The upshot of all this is that each detail cell in the Reseller Sales measure group can have one and only one fact row.
Clearly, SSAS drillthrough creates design ripples all the way back through the DW/BI manufacturing pipeline. The following guidelines specify practices if drillthrough is desired.
-
Facts must have primary keys. ETL and the data pipeline must be able to manufacture meaningful unique identifiers for each fact row. The preferred unique identifier is a combination of meaningful attributes. Identity columns are less desirable since these keys need to be semi-permanent; that is, if the fact table is dropped and recreated with identical data, all of the values in the table primary keys should be as they were. Failure to enforce this will require complete reprocessing of the dimension holding the fact table’s primary key as an attribute, and every measure group using that dimension.
-
A PK must be designated on the fact table in the SSAS DSV.
-
A dimension and attribute must be created to pull this key into UDM. This dimension ideally has real business meaning (like an order number and detail line number that could never be duplicated). And regardless of its meaning, it could be huge. Suppose a fact table contains one billion rows. There will be literally one billion members populating the attribute. The new fact dimension in SSAS is tailor-made for this role. The dimension can be populated directly from the fact table without the need to build and populate separate dimension tables in the data source, or carry those objects forward in the DSV.
-
The storage mode must be carefully considered when building this dimension. As Christian Wade points out, SSAS now permits MOLAP partition storage with ROLAP dimensions. If this dimension is not used for anything other than drillthrough imitation, then ROLAP could be an ideal choice. Dimension processing times will be greatly reduced, and queries that do not directly use the dimension can ignore this dimension.
-
A decision must be made about how to author drillthrough queries. The DRILLTHROUGH keyword in MDX will still work. The alternative is to write a hefty crossjoin MDX query. The next part of this series will compare these two methods.
-
Limit drillthrough queries. This limitation takes two forms. First, account for drillthrough during design, by designating which measure groups will be use for drillthrough.
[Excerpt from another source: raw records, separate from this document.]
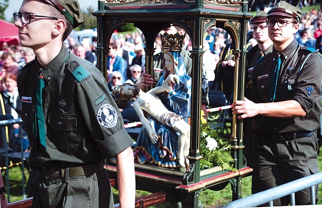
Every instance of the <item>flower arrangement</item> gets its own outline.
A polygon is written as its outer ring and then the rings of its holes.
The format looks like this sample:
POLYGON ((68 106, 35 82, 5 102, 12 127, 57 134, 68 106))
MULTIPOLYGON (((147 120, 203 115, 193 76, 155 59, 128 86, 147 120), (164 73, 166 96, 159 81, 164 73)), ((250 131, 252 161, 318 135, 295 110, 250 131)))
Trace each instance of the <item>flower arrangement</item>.
MULTIPOLYGON (((232 169, 230 164, 233 159, 228 150, 230 144, 223 144, 216 129, 211 128, 207 120, 203 118, 205 113, 201 111, 201 124, 200 124, 200 154, 202 159, 200 160, 200 169, 204 169, 216 166, 220 166, 223 170, 232 169)), ((213 117, 213 119, 215 118, 213 117)))

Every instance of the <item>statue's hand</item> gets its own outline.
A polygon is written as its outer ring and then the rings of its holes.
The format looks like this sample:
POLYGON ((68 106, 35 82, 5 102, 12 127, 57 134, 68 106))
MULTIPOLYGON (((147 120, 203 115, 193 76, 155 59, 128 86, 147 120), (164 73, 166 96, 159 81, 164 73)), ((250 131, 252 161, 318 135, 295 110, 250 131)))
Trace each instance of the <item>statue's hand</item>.
POLYGON ((157 142, 158 138, 155 133, 155 132, 153 130, 151 130, 148 132, 149 137, 153 144, 156 144, 157 142))
POLYGON ((170 91, 173 90, 172 89, 171 85, 167 84, 166 81, 165 80, 164 80, 162 82, 162 87, 163 87, 163 88, 165 89, 165 91, 166 91, 168 93, 169 93, 170 91))
POLYGON ((166 79, 166 82, 169 85, 170 82, 179 84, 180 83, 180 78, 179 76, 176 74, 170 74, 168 77, 167 77, 167 79, 166 79))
Not all measure groups will be used for drillthrough, and in many cases, the data available to SSAS will not have a natural primary key for the fact data. If drillthrough is not required, then there is no mandate to create a unique fact key. Second, carefully control where and how drillthrough is executed. For small cubes, the query response time for any type of drillthrough query is immaterial. For cubes with huge data (e.g. – a billion fact rows), drillthrough on high-level cube cells would be disastrous, regardless of the method by which the query is answered. Ensure that MAXROWS is set properly.